NEW YORK (GenomeWeb News) – Genetic Technologies said after the close of the market on Tuesday that receipts from customers in its fiscal third quarter decreased 9 percent year over year.
For the three months ended March 31, the Australian company brought in A$1.2 million (US$1.2 million) in customer receipts, down from A$1.1 million a year ago, GTG said in a document filed with regulators in Australia.
During the quarter, GTG received 403 BrevaGen breast cancer test samples, the first time the figure exceeded 400 and an approximately 10 percent increase sequentially, the company said. Sales revenues for the test were up 31 percent sequentially, the result of positive changes affecting reimbursement for the test, it added.
"The record strength in the quarter is illustrative both of the continued traction BrevaGen is generating in the US marketplace, as well as the favorable effect of the new reimbursement guidelines with regard to our fully adjudicated claims," GTG CEO Alison Mew said in a statement.

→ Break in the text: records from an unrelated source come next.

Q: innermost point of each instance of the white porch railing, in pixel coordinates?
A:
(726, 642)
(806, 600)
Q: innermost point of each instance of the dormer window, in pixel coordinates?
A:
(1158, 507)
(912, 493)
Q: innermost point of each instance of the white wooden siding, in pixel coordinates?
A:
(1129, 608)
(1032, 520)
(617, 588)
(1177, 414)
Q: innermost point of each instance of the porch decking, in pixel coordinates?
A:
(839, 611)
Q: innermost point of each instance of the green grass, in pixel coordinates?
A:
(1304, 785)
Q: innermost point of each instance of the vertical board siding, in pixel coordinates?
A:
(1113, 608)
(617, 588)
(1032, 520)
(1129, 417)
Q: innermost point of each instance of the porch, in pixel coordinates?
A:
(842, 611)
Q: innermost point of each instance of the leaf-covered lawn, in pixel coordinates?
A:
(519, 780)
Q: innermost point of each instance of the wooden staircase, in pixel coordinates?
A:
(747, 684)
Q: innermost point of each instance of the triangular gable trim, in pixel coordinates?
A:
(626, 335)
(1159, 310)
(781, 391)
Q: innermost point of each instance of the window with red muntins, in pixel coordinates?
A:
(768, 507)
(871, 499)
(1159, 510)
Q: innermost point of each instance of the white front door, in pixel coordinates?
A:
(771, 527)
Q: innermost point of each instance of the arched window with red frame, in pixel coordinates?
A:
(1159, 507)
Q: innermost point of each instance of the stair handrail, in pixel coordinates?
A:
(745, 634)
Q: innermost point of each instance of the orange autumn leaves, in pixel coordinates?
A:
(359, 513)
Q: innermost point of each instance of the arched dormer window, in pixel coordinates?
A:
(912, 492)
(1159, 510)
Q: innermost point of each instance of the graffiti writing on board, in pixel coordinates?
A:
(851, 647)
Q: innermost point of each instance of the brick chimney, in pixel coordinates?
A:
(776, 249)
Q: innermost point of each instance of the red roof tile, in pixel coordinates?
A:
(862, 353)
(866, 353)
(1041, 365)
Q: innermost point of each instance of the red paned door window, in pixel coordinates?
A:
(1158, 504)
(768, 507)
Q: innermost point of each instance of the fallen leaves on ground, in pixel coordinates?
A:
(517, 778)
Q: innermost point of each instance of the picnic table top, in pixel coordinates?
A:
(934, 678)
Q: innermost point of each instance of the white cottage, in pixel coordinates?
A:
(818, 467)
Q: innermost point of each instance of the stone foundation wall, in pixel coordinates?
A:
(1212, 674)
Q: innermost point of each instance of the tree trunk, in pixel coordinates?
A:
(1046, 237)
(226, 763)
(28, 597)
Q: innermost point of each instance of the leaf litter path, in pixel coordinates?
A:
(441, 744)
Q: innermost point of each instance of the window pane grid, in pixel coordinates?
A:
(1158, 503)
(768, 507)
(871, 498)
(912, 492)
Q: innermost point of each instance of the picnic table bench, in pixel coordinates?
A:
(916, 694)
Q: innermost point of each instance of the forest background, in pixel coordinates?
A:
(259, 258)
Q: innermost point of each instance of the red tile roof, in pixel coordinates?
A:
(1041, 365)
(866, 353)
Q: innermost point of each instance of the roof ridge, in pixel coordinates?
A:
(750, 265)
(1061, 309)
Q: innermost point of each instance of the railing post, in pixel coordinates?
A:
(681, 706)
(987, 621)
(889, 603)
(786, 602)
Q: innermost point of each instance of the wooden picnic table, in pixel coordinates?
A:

On the litigation front, in March GTG initiated legal action against Bioscientia Institute for Medical Diagnostics in Ingelheim, Germany related to GTG's non-coding technology patents. It also has begun legal action against Hendrix Genetics, headquartered in Boxmeer, the Netherlands.
GTG also said that during the fiscal third quarter it filed lawsuits against Natera, HistoGenetics, and General Genetics, and discussions with the three firms "are now being pursued." The company added that its lawyers are "preparing additional [lawsuits], to be filed when appropriate."
Earlier this week, the company settled legal disputes with PreventionGenetics and Genetics & IVF Institute over its US patents related to non-coding DNA technologies. Last month, the US Patent and Trademark Organization granted a request from Merial for a second ex parte re-examination of US Patent No. 5,612,179 held by GTG.
The firm's net operating cash flow for the quarter narrowed to A$2.6 million from A$2.0 million a year ago.
GTG had no R&D costs in the quarter, the same as a year ago, while staff costs of A$1.9 million were up 12 percent from A$1.7 million, and advertising and marketing costs of A$163,727 were up 5 percent from A$156,204 a year ago.
The company finished the quarter with A$3.1 million in cash.